Eurydice marchait derrière son mari dans le tunnel qui les conduisait vers la lumière et la vie, mais alors qu’ils étaient tout près d’arriver au but, Orphée ne résista plus au désir de regarder sa bien-aimée. Il se retourna mais elle disparut aussitôt, happée par le royaume des morts. Désespéré, Orphée ne tarda pas à la rejoindre définitivement, tué dans des circonstances qui varient selon les versions.

mythologie hébraïque 

Loth, neveu d’Abraham, s’était installé dans la riche ville de Sodome, tandis qu’Abraham continuait sa vie de nomade gardien de troupeaux. Par égard pour Abraham qui le suppliait d’épargner les justes de la ville maudite, le seigneur Dieu envoya deux anges dire à Loth de s’enfuir avec sa famille, car Il allait détruire la ville à cause de ses nombreux péchés. Les fuyards avaient pour consigne de ne pas se retourner au moment où la destruction s’abattrait sur la ville. “Alors le Seigneur fit tomber sur Sodome et Gomorrhe une pluie de soufre et de feu venue du ciel. La femme de Loth, qui avait regardé en arrière, devint une colonne de sel.”

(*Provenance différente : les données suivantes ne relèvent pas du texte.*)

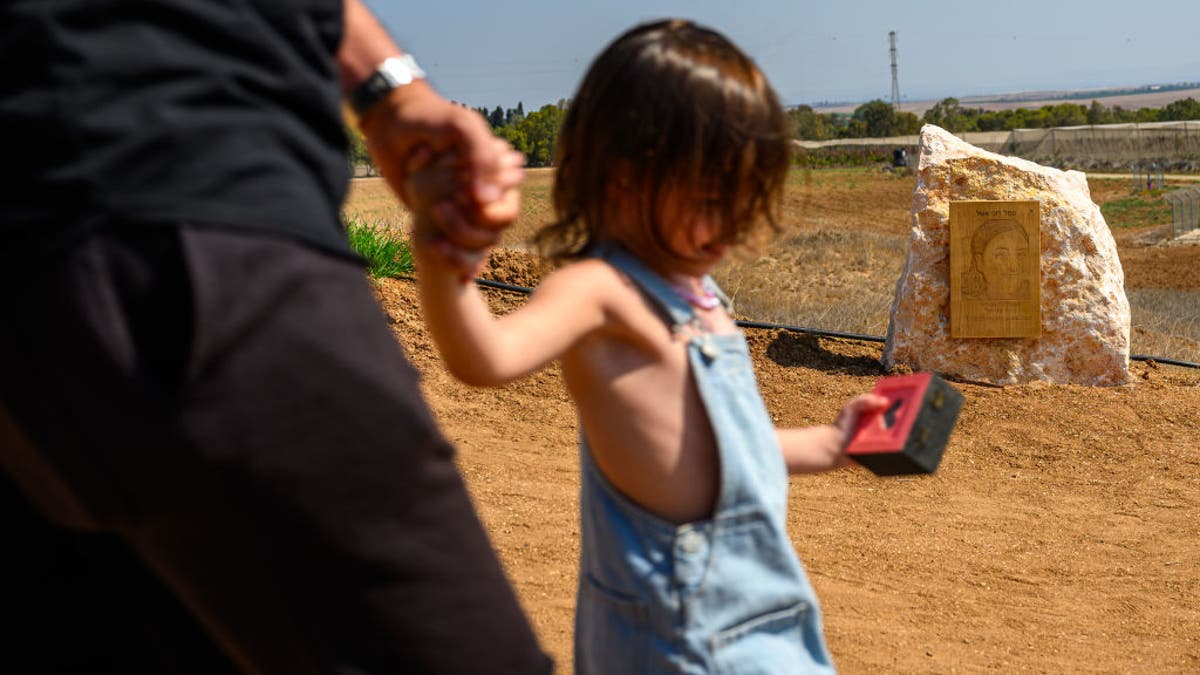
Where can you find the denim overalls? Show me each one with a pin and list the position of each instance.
(726, 595)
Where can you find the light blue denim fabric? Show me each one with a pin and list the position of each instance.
(726, 595)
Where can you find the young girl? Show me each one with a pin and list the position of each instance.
(673, 149)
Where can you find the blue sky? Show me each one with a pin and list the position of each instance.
(535, 51)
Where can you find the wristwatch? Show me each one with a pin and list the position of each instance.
(393, 72)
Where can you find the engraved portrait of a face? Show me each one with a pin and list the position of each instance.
(1000, 251)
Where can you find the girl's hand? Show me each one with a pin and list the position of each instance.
(447, 220)
(851, 413)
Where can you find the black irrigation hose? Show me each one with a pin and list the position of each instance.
(820, 333)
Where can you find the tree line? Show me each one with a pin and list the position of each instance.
(537, 133)
(879, 119)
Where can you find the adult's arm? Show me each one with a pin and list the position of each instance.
(415, 115)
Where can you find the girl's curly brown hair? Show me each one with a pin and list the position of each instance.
(669, 106)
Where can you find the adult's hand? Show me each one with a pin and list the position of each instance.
(413, 117)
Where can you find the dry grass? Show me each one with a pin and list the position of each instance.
(1165, 323)
(828, 279)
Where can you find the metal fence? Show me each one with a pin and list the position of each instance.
(1185, 209)
(1168, 143)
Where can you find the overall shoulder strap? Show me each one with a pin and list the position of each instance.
(673, 308)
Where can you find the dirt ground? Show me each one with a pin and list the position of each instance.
(1060, 535)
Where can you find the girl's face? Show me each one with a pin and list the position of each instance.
(693, 228)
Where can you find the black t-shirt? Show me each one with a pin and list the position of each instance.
(205, 112)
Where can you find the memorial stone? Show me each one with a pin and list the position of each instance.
(1075, 332)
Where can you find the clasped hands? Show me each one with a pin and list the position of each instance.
(460, 180)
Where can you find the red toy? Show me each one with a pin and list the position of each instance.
(910, 435)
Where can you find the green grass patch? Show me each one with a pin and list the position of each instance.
(1141, 208)
(384, 249)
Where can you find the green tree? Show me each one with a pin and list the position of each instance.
(879, 117)
(951, 115)
(1098, 114)
(541, 135)
(809, 125)
(496, 118)
(1183, 109)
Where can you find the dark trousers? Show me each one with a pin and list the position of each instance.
(232, 413)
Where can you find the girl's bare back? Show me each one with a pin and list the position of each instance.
(639, 405)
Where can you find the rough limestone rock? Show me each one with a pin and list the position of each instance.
(1085, 314)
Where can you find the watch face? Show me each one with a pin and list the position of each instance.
(395, 71)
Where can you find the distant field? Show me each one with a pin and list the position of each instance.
(1011, 101)
(845, 239)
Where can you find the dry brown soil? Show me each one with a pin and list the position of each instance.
(1060, 535)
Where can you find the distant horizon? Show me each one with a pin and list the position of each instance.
(1032, 95)
(535, 52)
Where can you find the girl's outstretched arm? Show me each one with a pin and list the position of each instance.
(820, 448)
(489, 351)
(478, 347)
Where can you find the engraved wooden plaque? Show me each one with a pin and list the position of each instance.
(995, 269)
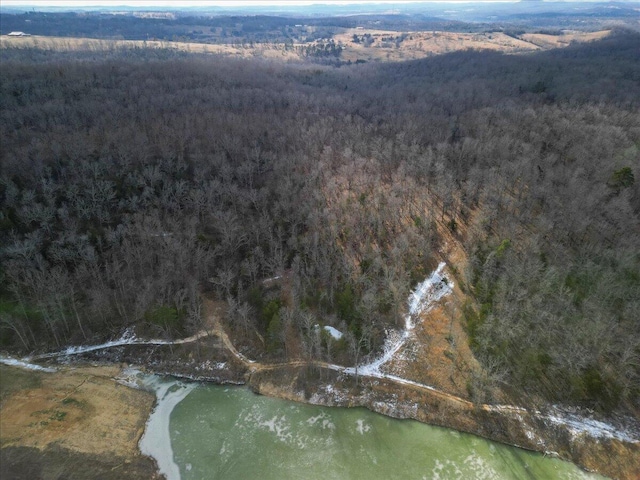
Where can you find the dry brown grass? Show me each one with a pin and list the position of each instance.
(274, 51)
(416, 44)
(82, 409)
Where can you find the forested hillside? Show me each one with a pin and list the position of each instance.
(302, 195)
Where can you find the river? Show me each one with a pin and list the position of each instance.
(222, 432)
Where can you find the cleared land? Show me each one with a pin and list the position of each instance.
(357, 44)
(76, 422)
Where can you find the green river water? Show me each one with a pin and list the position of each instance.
(220, 432)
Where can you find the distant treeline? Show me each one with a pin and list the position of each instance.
(133, 181)
(212, 29)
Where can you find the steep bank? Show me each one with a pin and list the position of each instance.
(402, 382)
(77, 422)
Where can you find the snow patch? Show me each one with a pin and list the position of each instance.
(14, 362)
(335, 333)
(156, 441)
(579, 425)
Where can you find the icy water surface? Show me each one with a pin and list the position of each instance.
(230, 433)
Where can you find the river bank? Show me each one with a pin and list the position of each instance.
(395, 384)
(77, 421)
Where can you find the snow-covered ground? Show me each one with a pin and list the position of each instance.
(421, 300)
(14, 362)
(156, 440)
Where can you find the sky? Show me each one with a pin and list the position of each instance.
(195, 3)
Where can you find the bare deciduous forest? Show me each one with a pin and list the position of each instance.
(135, 180)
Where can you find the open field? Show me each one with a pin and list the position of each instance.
(357, 44)
(77, 421)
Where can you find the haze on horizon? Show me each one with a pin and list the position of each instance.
(231, 3)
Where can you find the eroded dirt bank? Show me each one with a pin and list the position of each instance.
(75, 423)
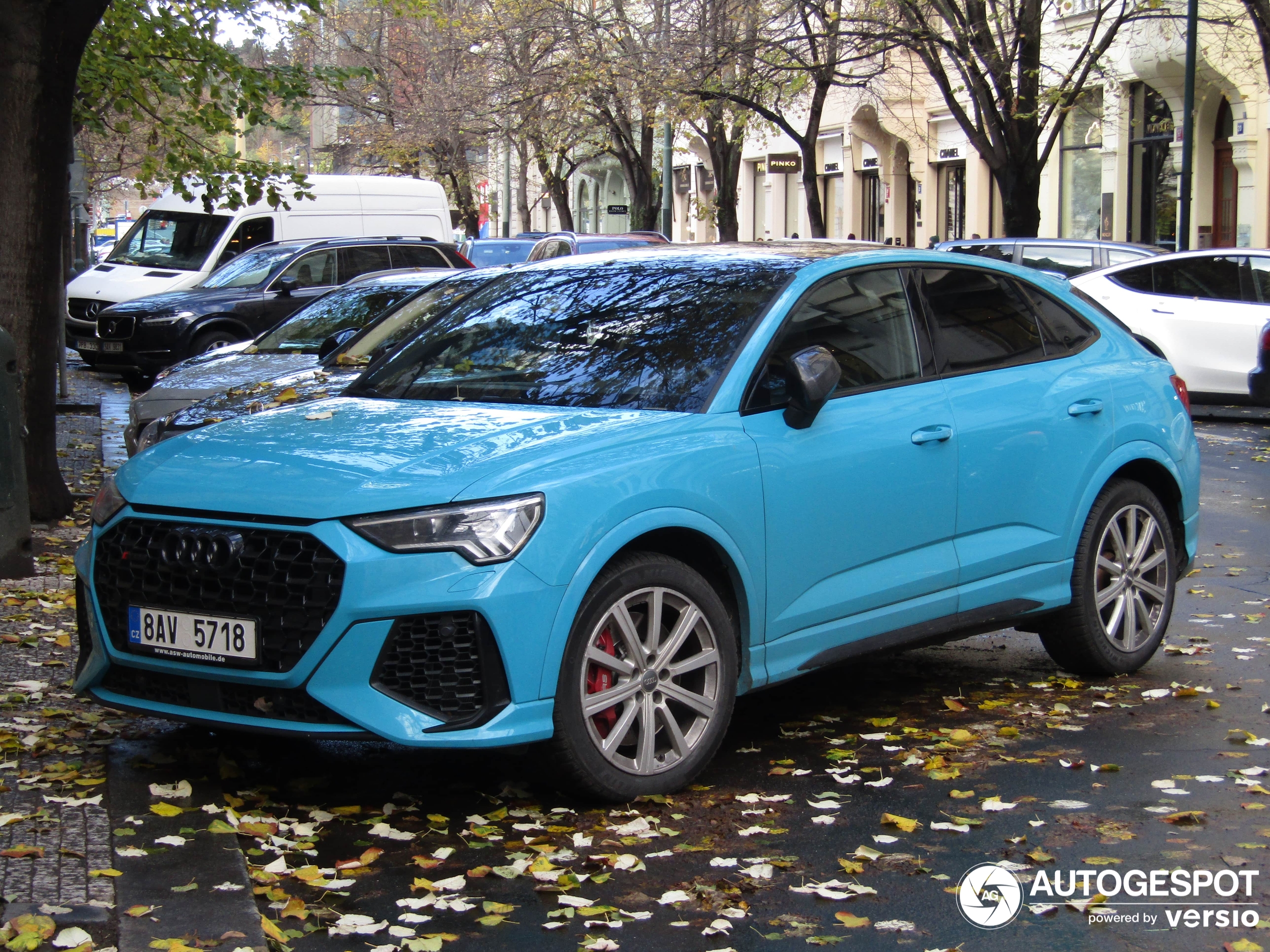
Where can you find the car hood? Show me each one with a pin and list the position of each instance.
(219, 375)
(308, 381)
(125, 282)
(368, 456)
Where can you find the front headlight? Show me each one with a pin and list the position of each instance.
(107, 503)
(170, 318)
(490, 531)
(152, 434)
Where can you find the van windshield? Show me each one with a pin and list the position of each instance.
(177, 240)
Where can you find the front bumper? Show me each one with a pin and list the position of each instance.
(336, 671)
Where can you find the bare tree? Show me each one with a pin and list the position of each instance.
(987, 60)
(803, 51)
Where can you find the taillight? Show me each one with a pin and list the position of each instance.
(1180, 386)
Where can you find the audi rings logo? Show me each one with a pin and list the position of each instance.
(201, 550)
(990, 897)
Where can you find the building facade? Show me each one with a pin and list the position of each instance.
(900, 169)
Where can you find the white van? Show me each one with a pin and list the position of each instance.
(176, 244)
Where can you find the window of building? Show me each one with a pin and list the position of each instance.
(760, 193)
(953, 180)
(835, 205)
(1082, 168)
(874, 212)
(1152, 180)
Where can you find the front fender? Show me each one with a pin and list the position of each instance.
(608, 546)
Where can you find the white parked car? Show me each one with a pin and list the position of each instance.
(1206, 313)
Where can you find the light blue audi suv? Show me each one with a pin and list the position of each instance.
(604, 495)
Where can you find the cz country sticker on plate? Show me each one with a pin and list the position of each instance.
(192, 638)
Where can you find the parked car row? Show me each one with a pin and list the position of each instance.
(592, 499)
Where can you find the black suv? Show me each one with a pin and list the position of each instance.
(246, 297)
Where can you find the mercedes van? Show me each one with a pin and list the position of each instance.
(176, 244)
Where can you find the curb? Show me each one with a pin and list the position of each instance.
(208, 859)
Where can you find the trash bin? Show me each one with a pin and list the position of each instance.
(16, 560)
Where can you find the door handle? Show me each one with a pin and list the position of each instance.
(1085, 407)
(932, 434)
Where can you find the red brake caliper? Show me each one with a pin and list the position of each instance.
(600, 678)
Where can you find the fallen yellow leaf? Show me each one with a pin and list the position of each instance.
(901, 822)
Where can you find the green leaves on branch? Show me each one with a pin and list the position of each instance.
(154, 74)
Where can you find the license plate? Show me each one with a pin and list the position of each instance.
(192, 638)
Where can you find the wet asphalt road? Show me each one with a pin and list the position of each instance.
(1014, 737)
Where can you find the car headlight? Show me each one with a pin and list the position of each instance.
(490, 531)
(108, 502)
(150, 434)
(167, 318)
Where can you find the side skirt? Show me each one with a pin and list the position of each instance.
(950, 628)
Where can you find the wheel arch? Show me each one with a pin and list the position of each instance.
(218, 321)
(684, 535)
(1151, 466)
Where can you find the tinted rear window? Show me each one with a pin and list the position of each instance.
(634, 334)
(995, 253)
(981, 319)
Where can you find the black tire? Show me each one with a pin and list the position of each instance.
(212, 340)
(1088, 640)
(578, 738)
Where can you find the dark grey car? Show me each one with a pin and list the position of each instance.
(292, 347)
(1064, 258)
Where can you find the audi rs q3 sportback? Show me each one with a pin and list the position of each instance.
(604, 495)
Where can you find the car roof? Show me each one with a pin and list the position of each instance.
(1080, 243)
(1178, 255)
(304, 244)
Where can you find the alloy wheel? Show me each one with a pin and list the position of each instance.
(650, 681)
(1132, 578)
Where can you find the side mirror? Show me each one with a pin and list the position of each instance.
(812, 375)
(336, 340)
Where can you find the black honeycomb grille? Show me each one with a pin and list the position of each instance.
(288, 581)
(222, 697)
(446, 666)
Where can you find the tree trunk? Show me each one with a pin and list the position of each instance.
(1020, 198)
(558, 187)
(41, 46)
(522, 184)
(807, 146)
(726, 161)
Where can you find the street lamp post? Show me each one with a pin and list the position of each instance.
(667, 187)
(1184, 212)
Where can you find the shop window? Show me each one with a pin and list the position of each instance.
(1152, 179)
(1082, 168)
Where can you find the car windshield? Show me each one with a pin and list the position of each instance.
(487, 254)
(177, 240)
(344, 309)
(639, 334)
(250, 269)
(410, 318)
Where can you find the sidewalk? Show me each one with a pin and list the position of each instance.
(54, 746)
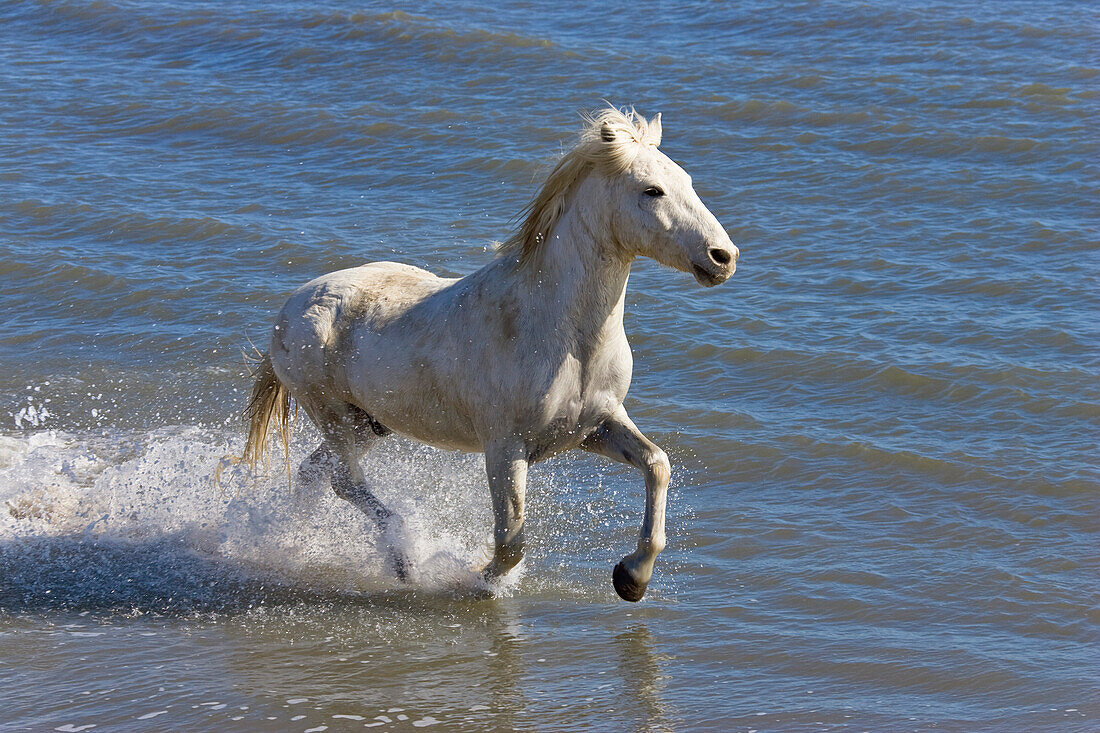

Loth et ses filles arrivèrent sains et saufs dans la ville voisine.
(Chapitre 19 de la Genèse, résumé d’après La Sainte Bible)

La femme de Loth transformée en statue de sel, gravure sur bois, Chronique de Nuremberg, 1493.

Contes

Les contes ne sont pas aussi rigides dans leur interprétation des interdits que les mythes.

Les héros des contes étant des êtres jeunes, encore en devenir, les contes punissent celui ou celle qui a désobéi mais sans le détruire : l’épouse de Barbe Bleue est menacée de mort pour avoir ouvert le cabinet interdit, mais ses frères arrivent à temps pour la sauver, et elle en est quitte pour la peur. Ayant dépassé l’heure limite de minuit, Cendrillon perd ses magnifiques parures, mais il lui reste encore une unique chaussure qui lui permettra de prouver qu’elle est bien celle que le prince recherche. Blanche Neige est empoisonnée par la sorcière à qui elle a ouvert la porte malgré l’interdiction des nains, mais elle se réveillera de son sommeil qui semble mortel. 

les interdits dans les contes

 

Dans tous ces récits, les héros ont volontairement transgressé l’interdit. Il arrive aussi qu’on désobéisse involontairement. Par exemple quand la jeune princesse monte à la tour de la vieille fileuse, elle va se piquer avec le fuseau sans savoir que le roi avait donné ordre de bannir tous les fuseaux du royaume. Mais après cent ans de sommeil, elle sera en pleine forme pour reprendre le fil de sa vie.